Après le très bon "Cloud Atlas", les Wachowski continuent à explorer leur vision de la science-fiction avec "Jupiter : le destin de l'Univers" (rien que ça !), une oeuvre à mi-chemin entre le space-opera à la Star Wars et le cyberpunk à la "Matrix". Au programme donc, combats dans l'espace, créatures fantastiques, romance entre la princesse et le soldat pour un film dont la générosité n'a d'égale que le côté bordélique.



En effet, l'histoire part dans tous les sens, avec cette reine réincarnée dans le corps d'une terrienne, avec notre planète devenant la source de toutes les convoitises, avec cette idée déjà présente dans Matrix de l'humain élevé pour servir d'énergie à une entité qui l'élève comme du bétail, avec des trahisons dans tous les sens, des querelles familiales, avec des pouvoirs spéciaux, des passés torturés...

Bref, tout ça aurait sans doute facilement rempli deux ou trois films et, si on ne va pas reprocher aux Wachowski de ne pas prendre le spectateur pour une vache à lait, leur film devient vite indigeste, d'autant qu'il ne fait que deux choses : en foutre plein la tête d'un spectateur incapable de gérer autant d'informations dont aucune ne semble vraiment majeure, et lui en foutre plein les yeux.

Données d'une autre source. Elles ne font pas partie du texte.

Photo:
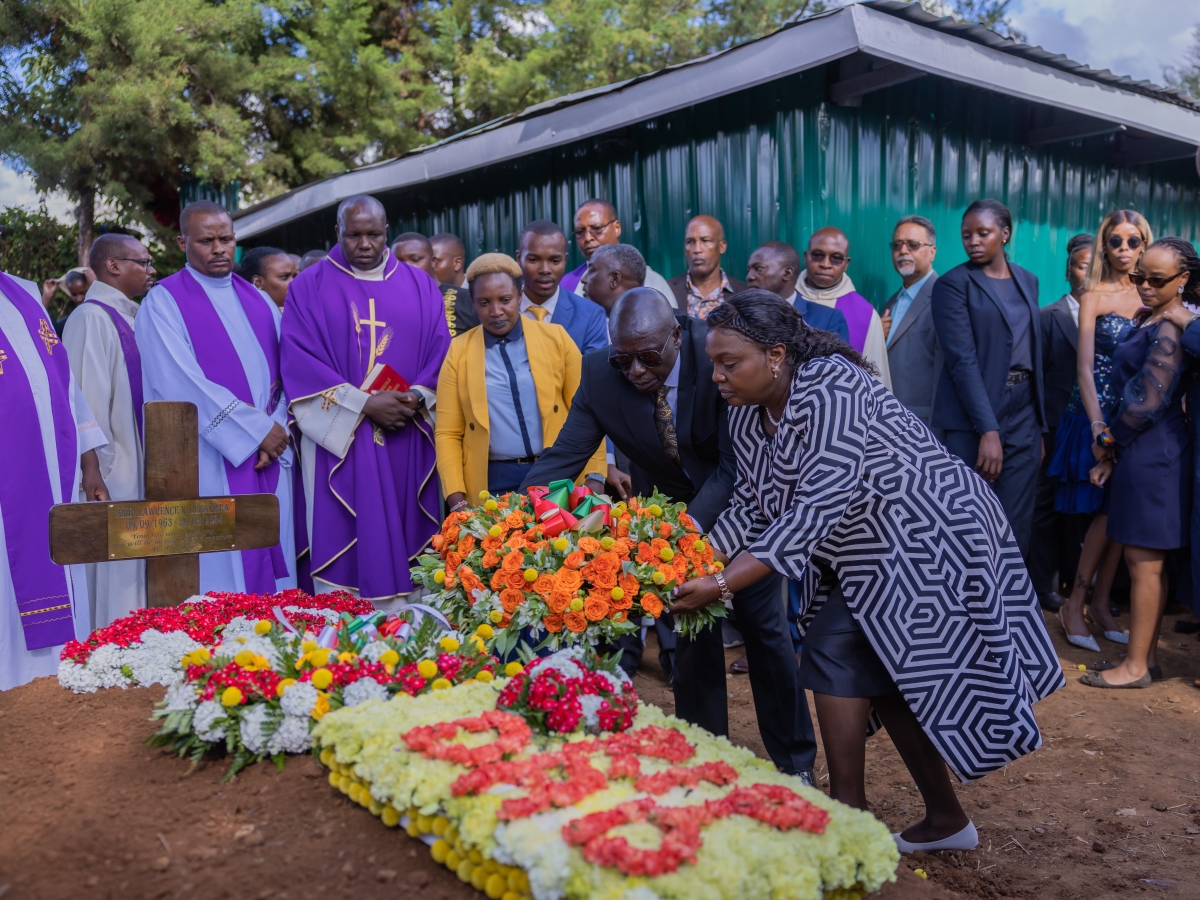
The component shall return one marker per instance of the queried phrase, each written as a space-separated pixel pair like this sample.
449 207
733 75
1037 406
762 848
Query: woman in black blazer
989 400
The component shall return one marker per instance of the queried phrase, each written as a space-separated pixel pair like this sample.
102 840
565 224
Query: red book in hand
384 378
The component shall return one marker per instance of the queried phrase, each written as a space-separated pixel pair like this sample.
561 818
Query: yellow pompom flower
427 669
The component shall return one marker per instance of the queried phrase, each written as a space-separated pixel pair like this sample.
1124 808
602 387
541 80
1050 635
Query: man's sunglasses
651 359
1138 279
595 231
819 256
1116 240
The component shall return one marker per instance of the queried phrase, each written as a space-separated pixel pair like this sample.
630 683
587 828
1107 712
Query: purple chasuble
857 310
219 360
132 358
43 599
377 509
571 280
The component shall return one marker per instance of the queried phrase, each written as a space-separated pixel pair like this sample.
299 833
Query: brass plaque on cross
139 529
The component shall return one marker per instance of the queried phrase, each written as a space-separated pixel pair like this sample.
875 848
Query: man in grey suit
913 353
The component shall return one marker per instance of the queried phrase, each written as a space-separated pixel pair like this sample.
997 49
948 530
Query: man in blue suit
541 253
775 267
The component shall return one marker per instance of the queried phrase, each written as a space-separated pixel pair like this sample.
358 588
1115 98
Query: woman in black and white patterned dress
924 610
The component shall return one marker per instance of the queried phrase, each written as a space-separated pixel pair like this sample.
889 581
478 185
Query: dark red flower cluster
202 621
431 739
551 701
257 684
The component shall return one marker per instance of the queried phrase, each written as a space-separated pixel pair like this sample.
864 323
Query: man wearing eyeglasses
597 226
825 281
652 393
915 358
105 360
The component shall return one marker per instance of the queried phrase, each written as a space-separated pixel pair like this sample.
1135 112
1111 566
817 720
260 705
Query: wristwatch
726 594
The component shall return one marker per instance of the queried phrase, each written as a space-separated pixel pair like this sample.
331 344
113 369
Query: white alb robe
18 665
97 364
229 430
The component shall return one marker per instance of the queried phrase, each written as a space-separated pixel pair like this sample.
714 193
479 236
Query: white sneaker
966 839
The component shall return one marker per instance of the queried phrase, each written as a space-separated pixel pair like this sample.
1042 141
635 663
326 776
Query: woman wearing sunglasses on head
1150 479
1105 316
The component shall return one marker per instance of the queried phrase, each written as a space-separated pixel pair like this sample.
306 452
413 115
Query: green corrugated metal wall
777 162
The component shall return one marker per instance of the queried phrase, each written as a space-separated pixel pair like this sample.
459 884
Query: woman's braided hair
765 319
1187 253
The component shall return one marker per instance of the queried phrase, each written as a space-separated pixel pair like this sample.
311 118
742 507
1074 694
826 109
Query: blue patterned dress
1073 456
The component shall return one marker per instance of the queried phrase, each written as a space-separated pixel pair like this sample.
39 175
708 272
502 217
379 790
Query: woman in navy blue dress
1150 473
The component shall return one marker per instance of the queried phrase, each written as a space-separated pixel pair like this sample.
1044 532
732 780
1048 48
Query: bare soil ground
88 810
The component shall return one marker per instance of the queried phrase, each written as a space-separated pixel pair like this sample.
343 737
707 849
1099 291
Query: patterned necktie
664 421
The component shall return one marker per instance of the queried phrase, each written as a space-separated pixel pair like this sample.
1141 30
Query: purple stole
43 599
571 280
132 358
219 360
857 310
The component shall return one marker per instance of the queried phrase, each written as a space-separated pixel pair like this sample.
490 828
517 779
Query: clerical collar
209 281
515 335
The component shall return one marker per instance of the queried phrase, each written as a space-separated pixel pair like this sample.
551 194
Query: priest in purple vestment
371 492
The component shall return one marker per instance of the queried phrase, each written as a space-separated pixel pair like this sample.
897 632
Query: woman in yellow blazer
504 390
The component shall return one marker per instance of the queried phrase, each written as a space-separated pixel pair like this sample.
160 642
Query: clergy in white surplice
106 364
48 457
210 337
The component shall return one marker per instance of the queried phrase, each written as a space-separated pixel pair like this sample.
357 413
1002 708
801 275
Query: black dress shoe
1051 601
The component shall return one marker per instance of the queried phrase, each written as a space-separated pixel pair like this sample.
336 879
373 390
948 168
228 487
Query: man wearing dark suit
541 255
913 354
775 267
705 285
989 399
1054 555
652 393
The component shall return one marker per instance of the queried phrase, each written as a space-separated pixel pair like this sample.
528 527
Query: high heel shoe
1084 641
966 839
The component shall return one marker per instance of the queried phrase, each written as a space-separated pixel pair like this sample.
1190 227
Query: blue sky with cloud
1134 39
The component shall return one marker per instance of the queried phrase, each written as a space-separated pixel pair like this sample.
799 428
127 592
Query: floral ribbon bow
589 511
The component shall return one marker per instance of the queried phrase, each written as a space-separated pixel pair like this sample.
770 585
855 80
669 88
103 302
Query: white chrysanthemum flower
363 690
204 721
299 700
255 726
591 706
180 697
292 736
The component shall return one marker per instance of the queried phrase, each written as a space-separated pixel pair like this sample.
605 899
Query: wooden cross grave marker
173 525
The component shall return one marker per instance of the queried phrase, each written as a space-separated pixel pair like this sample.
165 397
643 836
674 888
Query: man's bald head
363 204
363 231
645 336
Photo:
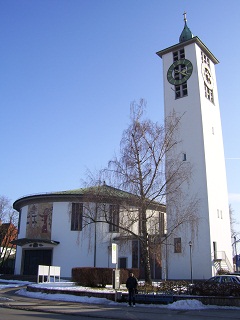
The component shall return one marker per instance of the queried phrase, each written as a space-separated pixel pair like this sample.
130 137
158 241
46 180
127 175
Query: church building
190 91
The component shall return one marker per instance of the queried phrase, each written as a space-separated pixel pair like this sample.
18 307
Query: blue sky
71 68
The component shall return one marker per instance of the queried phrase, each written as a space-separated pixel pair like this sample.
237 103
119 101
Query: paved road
15 307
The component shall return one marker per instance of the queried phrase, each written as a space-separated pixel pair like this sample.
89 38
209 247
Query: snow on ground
189 304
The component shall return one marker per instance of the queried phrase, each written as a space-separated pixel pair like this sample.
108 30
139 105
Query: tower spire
186 33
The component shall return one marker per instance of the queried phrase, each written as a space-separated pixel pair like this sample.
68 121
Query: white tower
190 90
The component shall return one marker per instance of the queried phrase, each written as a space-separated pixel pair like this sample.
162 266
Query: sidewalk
8 299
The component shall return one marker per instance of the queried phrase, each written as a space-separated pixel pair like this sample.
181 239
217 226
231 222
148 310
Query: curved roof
101 193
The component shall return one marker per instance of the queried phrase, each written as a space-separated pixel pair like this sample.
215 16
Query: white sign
114 253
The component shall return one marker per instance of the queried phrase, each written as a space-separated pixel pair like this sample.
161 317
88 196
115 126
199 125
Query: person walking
131 285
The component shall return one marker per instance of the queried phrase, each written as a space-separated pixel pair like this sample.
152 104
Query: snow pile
187 305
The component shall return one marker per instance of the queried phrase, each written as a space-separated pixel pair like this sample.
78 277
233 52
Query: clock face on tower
207 76
180 71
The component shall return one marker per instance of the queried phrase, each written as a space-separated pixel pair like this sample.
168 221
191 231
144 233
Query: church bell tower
190 90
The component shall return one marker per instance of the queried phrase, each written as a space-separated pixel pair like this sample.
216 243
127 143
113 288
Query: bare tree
7 213
140 170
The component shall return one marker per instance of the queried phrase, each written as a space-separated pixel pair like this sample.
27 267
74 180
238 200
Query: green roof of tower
186 33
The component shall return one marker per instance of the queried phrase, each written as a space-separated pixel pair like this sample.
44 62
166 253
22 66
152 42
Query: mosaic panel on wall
39 221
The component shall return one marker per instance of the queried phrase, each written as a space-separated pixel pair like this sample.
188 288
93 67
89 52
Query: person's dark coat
131 283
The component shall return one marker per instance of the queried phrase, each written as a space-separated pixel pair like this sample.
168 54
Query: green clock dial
180 71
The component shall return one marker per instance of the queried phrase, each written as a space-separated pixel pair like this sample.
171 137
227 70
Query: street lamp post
190 247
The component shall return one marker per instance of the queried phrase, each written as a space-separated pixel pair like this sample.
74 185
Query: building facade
76 229
190 91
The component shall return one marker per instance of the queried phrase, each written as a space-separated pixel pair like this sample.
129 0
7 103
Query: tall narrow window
177 245
76 217
113 218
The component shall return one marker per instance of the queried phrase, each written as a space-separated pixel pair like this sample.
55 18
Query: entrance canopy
34 242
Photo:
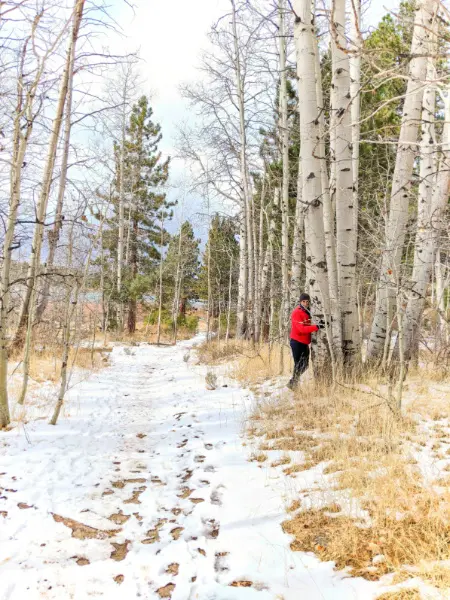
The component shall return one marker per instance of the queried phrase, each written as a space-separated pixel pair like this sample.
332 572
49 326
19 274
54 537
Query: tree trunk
53 236
346 232
132 304
284 135
355 93
335 328
20 138
297 243
161 262
432 200
401 184
259 265
312 198
47 179
246 275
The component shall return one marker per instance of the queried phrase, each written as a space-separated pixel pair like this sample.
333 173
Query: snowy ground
144 490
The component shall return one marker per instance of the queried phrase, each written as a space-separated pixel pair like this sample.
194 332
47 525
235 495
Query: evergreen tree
182 266
144 173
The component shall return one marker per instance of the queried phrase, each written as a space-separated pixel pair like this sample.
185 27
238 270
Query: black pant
300 353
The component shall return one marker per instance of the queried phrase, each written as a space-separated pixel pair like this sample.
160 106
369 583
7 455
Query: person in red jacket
301 331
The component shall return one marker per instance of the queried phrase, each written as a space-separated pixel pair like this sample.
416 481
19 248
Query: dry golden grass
214 351
258 457
366 451
46 365
402 594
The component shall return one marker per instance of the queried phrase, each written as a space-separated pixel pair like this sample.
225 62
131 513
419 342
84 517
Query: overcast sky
170 35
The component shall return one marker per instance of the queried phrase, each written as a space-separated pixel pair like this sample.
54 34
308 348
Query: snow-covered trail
144 490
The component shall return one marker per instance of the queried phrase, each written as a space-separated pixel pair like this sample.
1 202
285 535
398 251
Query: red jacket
301 326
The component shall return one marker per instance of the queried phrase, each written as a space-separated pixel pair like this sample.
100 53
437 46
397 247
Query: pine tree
182 266
144 173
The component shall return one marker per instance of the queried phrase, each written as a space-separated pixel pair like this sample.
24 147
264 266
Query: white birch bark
304 31
355 92
346 233
297 242
329 220
401 184
53 236
259 265
47 178
246 272
284 137
433 196
24 107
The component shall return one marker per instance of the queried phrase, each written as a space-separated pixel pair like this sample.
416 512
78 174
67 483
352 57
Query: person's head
305 300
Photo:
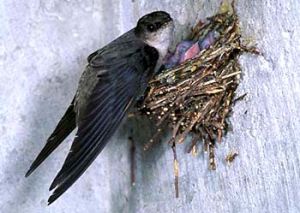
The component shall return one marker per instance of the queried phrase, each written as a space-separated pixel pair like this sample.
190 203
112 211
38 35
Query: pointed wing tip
29 172
51 199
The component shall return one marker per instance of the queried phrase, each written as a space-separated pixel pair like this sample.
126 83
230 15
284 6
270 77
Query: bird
110 85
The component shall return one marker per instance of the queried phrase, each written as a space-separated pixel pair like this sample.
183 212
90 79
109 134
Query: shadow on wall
38 122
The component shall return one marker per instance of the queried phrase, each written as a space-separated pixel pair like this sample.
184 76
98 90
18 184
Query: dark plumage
113 79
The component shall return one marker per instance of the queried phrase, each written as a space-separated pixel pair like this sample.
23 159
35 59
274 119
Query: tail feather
66 125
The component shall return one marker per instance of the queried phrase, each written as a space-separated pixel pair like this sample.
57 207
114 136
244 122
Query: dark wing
65 126
121 78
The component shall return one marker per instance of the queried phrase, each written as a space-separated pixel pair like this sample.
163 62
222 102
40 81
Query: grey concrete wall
43 49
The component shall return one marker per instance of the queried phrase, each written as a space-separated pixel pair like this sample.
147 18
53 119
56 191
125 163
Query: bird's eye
151 27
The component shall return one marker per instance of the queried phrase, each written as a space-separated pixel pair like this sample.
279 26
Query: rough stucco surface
43 50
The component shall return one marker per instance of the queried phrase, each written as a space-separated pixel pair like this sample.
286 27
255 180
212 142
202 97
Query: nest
197 96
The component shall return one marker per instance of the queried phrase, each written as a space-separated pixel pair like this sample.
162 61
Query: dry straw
197 96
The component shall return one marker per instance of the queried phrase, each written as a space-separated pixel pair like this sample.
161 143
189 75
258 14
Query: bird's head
156 29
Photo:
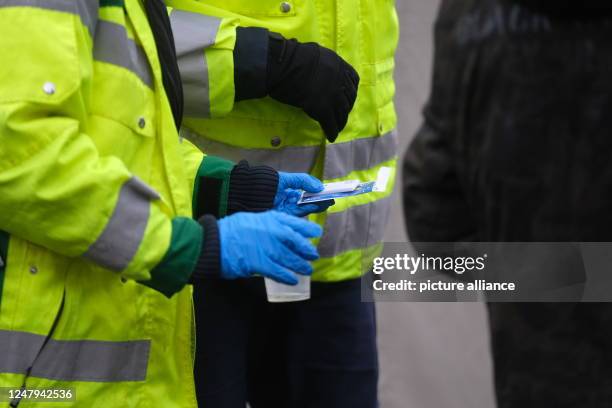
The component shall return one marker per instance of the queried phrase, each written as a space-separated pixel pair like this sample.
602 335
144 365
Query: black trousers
320 353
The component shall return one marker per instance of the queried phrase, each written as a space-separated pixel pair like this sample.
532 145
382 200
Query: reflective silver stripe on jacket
193 33
295 159
340 158
73 360
87 10
357 227
359 154
113 46
125 230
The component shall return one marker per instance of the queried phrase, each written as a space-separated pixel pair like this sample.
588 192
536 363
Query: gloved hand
314 78
289 191
271 244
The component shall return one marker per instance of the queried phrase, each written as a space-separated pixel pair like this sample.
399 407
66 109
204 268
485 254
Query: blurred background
432 355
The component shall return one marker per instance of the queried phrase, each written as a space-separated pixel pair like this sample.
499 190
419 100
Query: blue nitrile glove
271 244
289 192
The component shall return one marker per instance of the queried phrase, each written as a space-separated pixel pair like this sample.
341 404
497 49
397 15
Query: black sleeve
435 207
209 263
252 188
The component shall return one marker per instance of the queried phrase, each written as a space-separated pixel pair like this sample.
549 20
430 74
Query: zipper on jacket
4 239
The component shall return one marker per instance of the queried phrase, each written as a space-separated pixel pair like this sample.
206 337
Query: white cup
279 292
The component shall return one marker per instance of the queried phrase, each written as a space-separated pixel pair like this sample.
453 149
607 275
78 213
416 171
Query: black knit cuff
250 63
252 188
209 263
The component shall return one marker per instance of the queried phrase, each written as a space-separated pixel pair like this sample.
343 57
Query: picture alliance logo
414 264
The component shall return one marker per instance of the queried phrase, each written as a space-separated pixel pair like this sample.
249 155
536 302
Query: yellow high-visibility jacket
94 181
364 33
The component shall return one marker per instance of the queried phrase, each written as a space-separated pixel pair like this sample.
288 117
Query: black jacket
516 145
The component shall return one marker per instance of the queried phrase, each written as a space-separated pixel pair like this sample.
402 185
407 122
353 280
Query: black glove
304 75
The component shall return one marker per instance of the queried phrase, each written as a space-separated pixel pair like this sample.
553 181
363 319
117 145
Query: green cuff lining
211 189
175 269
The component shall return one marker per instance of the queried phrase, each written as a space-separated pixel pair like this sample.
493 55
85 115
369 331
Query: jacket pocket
4 239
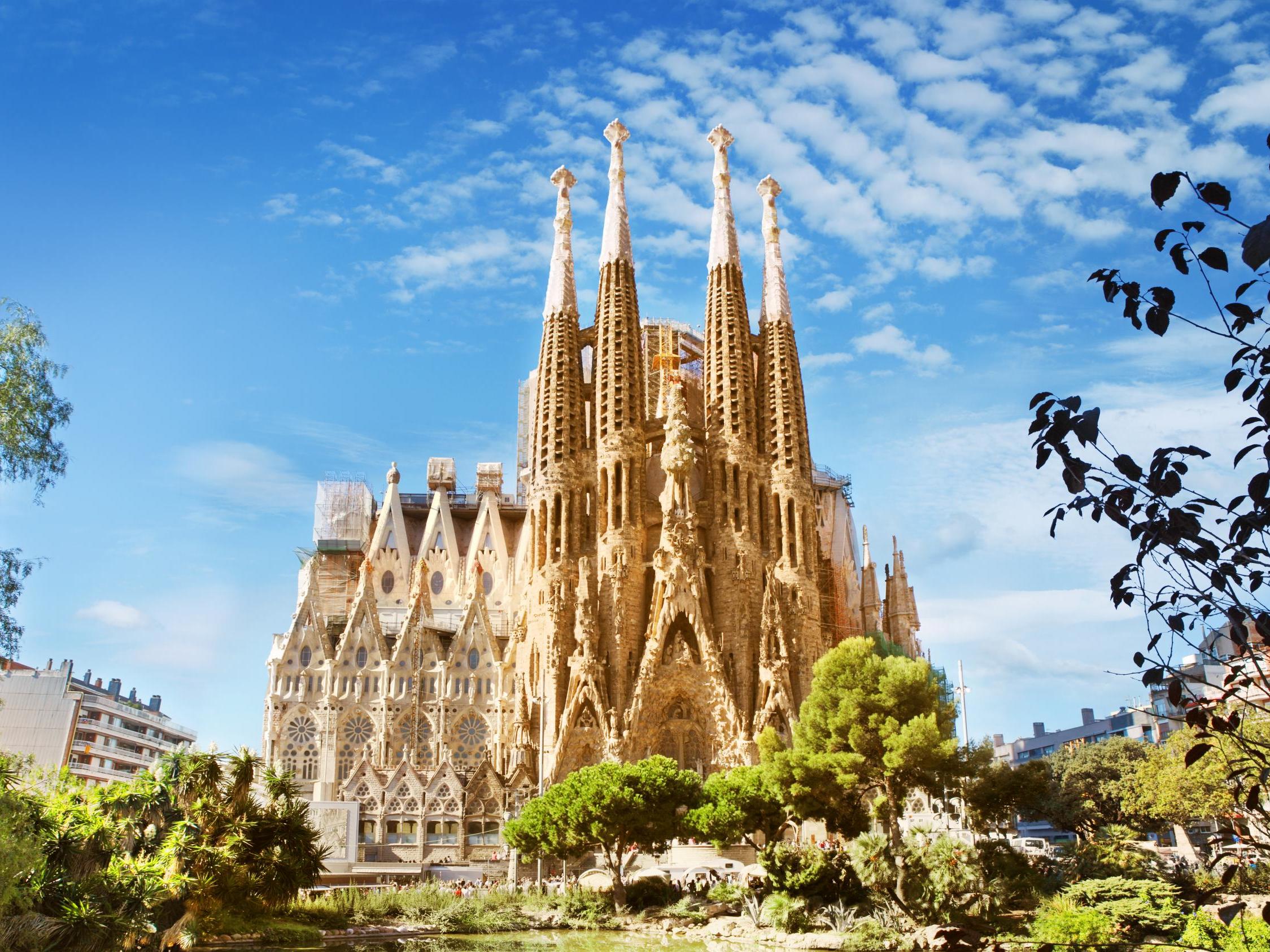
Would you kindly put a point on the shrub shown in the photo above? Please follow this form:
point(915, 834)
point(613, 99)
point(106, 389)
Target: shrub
point(1245, 934)
point(280, 933)
point(813, 874)
point(1062, 923)
point(870, 936)
point(1137, 907)
point(787, 913)
point(649, 893)
point(725, 893)
point(587, 909)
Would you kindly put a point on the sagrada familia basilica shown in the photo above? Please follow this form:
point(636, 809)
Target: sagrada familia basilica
point(660, 579)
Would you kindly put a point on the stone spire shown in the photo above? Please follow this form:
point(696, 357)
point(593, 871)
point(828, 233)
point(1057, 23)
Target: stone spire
point(900, 618)
point(558, 431)
point(776, 301)
point(619, 428)
point(616, 242)
point(870, 602)
point(723, 224)
point(728, 360)
point(562, 291)
point(783, 400)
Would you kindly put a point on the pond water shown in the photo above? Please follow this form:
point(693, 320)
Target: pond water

Quand il ne se montre pas bavard, Jupiter nous offre en effet un festival de scènes d'action, qui partent elles-aussi dans tous les sens. Si le duo fait un véritable effort pour rendre ces passages lisibles, il faut reconnaître qu'on s'y perd également par moments, la faute à une surenchère constante et à quelques idées un peu idiotes (les bottes anti-gravité de Tatum). Pourtant, la qualité des effets spéciaux et certains passages très spectaculaires permettent de remonter le niveau du film, réveillant le spectateur anesthésier par les histoires de cours et de coeur. Visuellement, ces passages sont très réussis, bien plus en tout cas que certains décors intérieurs ou certains aliens. Allez, on aura au moins le loisir d'admirer Mila Kunis ("Black swan", "Le Monde fantastique d'Oz") et / ou Channing Tatum ("White House down", "Foxcatcher").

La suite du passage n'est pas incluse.